To add a layer from a file, complete the following steps:

Note:

The mapboard won't update with projection information from added content. To apply a projection from your content, start by importing the mapboard from the content instead or explicitly set the projection in the Current Map Settings window.

  1. Click Add Content and choose Add Layer from File.

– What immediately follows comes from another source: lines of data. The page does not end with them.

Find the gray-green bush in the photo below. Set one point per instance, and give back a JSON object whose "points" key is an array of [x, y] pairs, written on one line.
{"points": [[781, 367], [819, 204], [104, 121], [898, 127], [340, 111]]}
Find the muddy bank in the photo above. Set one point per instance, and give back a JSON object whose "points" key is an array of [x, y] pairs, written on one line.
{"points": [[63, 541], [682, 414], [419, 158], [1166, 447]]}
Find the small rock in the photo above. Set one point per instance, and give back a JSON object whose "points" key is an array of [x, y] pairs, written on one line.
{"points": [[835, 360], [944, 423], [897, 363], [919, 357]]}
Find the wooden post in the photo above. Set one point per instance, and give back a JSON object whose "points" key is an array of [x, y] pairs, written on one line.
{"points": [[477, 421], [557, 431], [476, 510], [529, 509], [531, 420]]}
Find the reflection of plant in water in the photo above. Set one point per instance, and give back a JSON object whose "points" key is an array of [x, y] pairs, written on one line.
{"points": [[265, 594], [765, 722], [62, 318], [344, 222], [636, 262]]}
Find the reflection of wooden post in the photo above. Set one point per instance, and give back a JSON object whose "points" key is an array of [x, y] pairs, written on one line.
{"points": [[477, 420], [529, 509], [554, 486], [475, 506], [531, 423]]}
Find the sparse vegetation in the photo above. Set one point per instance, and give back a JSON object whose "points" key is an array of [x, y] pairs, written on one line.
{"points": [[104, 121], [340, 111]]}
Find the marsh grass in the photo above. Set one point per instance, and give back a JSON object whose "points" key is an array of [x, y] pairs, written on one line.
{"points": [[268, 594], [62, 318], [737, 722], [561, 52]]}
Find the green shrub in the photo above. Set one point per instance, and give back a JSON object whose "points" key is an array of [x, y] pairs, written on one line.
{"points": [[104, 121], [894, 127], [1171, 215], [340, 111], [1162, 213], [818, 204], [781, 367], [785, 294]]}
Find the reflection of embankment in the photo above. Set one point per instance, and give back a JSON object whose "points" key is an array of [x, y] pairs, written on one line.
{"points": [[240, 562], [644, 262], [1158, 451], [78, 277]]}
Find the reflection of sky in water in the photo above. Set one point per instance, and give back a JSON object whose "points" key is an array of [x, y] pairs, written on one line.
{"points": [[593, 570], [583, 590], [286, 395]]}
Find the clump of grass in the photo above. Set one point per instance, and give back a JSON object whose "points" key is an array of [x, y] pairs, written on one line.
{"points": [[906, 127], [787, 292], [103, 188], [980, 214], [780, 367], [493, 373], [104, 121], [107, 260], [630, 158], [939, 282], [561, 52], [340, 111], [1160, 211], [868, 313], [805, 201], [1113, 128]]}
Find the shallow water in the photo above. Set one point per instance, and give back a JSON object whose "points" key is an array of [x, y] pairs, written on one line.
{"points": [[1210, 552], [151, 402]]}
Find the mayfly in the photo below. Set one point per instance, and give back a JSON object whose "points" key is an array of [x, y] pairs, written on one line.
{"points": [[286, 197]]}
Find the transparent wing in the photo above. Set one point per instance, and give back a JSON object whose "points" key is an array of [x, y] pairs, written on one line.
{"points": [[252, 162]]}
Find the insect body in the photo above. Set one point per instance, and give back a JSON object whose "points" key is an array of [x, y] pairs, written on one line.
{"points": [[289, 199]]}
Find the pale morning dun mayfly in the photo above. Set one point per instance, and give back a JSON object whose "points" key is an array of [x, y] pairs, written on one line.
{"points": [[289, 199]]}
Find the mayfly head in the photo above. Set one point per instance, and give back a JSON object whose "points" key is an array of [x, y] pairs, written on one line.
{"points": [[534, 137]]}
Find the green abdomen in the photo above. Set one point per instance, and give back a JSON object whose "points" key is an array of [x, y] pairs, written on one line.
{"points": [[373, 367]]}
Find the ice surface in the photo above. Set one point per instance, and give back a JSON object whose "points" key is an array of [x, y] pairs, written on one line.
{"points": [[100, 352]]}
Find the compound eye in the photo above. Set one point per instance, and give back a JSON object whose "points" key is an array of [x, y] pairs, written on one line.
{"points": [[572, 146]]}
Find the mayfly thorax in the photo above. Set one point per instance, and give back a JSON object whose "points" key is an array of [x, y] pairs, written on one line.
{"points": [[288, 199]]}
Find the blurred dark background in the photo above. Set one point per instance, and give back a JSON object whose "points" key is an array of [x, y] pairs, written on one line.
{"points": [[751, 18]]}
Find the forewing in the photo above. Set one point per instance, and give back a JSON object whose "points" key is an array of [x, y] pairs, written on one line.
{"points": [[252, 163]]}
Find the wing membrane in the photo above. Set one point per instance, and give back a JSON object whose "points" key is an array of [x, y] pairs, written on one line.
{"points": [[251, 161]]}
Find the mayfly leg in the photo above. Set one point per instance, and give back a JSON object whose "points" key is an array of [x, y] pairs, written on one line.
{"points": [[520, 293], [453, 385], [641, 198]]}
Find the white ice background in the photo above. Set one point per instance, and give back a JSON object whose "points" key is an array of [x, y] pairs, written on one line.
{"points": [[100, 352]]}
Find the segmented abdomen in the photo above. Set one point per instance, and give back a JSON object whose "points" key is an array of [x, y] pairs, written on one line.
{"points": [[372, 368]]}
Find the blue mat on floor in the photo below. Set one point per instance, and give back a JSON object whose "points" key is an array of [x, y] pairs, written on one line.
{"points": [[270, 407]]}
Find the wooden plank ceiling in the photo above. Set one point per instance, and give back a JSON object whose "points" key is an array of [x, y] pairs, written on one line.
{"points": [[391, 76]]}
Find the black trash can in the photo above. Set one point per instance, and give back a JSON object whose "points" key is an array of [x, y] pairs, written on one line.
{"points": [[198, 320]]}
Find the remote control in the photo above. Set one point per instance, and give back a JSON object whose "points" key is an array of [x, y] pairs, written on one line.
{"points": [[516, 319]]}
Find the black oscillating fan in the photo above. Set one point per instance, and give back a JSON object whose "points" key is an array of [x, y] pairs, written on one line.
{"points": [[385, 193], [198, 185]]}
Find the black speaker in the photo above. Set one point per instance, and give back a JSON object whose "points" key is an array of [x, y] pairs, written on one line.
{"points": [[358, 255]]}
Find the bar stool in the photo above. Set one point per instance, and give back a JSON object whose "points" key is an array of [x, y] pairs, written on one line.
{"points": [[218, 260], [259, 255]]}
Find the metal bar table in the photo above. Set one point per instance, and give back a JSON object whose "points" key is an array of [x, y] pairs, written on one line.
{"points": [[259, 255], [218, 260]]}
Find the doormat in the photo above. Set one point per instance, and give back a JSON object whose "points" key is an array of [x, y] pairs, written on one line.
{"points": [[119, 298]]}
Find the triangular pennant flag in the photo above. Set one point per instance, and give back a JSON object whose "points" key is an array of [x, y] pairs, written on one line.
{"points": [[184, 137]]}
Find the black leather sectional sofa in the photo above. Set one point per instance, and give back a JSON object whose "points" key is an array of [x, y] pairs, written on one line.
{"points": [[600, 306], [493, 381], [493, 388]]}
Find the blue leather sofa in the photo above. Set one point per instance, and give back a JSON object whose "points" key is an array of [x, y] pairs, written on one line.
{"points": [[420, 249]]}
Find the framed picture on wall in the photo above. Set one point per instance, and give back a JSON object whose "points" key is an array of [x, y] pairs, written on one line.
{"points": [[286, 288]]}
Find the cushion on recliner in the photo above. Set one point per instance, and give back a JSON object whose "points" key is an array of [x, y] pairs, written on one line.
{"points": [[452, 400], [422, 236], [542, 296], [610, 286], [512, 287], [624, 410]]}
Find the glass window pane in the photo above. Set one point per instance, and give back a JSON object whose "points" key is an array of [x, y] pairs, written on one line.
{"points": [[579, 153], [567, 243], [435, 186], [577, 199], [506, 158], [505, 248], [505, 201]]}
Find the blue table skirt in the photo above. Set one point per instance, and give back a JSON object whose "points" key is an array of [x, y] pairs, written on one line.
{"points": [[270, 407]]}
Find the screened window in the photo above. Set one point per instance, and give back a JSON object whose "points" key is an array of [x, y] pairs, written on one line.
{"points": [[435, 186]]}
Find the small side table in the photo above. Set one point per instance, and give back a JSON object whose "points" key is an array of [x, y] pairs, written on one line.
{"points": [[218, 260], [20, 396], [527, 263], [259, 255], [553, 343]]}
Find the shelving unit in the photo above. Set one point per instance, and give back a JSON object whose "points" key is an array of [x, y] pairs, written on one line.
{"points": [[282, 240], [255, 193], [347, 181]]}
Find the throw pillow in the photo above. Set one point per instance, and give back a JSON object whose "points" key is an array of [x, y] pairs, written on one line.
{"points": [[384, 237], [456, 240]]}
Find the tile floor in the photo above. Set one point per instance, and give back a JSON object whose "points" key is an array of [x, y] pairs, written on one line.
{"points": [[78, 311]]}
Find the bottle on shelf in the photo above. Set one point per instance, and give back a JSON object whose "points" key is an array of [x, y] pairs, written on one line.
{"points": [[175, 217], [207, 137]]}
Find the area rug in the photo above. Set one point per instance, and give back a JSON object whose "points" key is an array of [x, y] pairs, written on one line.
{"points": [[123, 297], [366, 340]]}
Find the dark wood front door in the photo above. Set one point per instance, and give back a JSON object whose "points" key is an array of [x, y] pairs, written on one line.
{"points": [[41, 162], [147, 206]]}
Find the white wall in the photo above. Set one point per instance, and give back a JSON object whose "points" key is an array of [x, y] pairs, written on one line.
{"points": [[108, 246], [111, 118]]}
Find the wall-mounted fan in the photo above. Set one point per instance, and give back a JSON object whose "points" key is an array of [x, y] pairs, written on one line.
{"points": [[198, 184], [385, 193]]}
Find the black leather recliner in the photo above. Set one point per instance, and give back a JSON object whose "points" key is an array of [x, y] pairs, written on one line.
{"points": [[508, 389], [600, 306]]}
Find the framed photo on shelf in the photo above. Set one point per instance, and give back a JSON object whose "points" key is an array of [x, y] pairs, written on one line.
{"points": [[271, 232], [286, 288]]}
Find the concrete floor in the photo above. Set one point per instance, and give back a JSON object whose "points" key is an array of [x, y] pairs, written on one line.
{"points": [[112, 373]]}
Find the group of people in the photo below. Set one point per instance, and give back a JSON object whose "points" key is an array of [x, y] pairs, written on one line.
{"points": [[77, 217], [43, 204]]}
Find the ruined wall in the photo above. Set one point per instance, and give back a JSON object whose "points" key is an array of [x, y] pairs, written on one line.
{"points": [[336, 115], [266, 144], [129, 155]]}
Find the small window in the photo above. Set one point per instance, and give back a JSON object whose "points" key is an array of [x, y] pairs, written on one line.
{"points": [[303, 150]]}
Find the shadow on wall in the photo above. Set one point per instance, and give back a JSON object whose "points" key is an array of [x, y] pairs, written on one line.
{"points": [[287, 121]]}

    You can add the following file types:

    • Comma separated values file (.csv)
    • Text file (.txt)
    • GeoJSON (.geojson or .json)
    • GPS exchange format file (.gpx)
    • Shapefile (as a compressed zipped file [.zip])
      • Ensure that all the components related to the shapefile are zipped into a single .zip file. If the .zip file is missing any component of the shapefile, such as the .shp, .shx, or .prj file, an error will be generated.
    • KML/KMZ (XML-based file format)
      • For the KML file format, some layers may take longer to download than others.
    Note:

    • There is a 2 MB file size limit for shapefiles and a 10 MB size limit for GeoJSON and KML. (If you have an ArcGIS organizational account with the necessary privileges, you can publish shapefiles or publish GeoJSON files as hosted feature layers when they exceed the size limit.)
    • Ensure that the number of records in shapefile, GeoJSON, CSV, and TXT file formats does not exceed 1,000 for Complimentary users and 4,000 for Plus and ArcGIS named users; otherwise, an error will be generated. Shapefiles and GeoJSON files should have fewer than 4,000 point features or 2,000 line or polygon features.
    • CSV and TXT file formats support a number of field configurations to geocode addresses and places.

  2. Browse to and select the file and click Open to add it to the map as a layer.